The reason psi wanted to remove kde was that there was a conflict, and you were telling him to install psi. I'm sure APT asked if it was okay, and you said yes go ahead (without thinking, or else ran it with the -y flag). Because APT is powerful, it's somewhat dangerous. I've gotten into the habit of running a simulation first for packages I'm not sure of. Just enter "apt-get -s install packagename" and look to see what the results would be.
Edit: note that the kde metapackage is not the same thing as KDE itself.

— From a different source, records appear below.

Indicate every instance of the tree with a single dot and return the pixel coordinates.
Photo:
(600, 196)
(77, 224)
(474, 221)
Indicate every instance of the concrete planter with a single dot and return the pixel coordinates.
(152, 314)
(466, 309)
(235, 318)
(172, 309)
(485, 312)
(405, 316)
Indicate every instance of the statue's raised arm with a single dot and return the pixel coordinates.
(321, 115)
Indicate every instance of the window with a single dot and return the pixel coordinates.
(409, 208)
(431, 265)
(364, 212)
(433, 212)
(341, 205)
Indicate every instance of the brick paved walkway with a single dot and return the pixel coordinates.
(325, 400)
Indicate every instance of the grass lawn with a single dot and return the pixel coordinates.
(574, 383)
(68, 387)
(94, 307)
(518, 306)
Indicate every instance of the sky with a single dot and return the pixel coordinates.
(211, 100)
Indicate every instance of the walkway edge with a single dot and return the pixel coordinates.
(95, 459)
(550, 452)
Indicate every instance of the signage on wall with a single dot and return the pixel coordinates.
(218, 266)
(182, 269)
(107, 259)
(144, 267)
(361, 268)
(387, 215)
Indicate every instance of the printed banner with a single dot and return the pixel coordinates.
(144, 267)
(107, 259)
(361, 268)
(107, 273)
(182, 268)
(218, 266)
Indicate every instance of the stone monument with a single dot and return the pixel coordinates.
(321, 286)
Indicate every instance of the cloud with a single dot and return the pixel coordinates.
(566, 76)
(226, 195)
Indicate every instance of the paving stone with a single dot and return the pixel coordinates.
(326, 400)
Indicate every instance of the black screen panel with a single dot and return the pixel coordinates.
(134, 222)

The kde metapackage in testing has broken dependencies at the moment. When I did a fresh install of testing recently, it wouldn't install kde. So there wasn't any chance for you to use "apt-get install kde" successfully. Instead, you could have installed kde-core and a few important kde programs, and those dragged the majority of useful kde packages with them. I think only Sid (unstable) is using KDE 3.5 at the moment.
I wouldn't necessarily reinstall at this point. Play with the system and see if you can get it working again as good practice and learning to understand your system and APT. Print out and read the APT how-to in my sig.
I'm guessing that Evolution, like Thunderbird and other programs, stores all of your stuff under your home directory. But for goodness sakes, find out for sure and back it up.
It isn't really recommended to run testing unless you "know what you're doing." Personally, I've installed a purely stable version and in parallel am running testing, to learn the ropes. Until I'm confident running testing, I am keeping my main stuff on stable.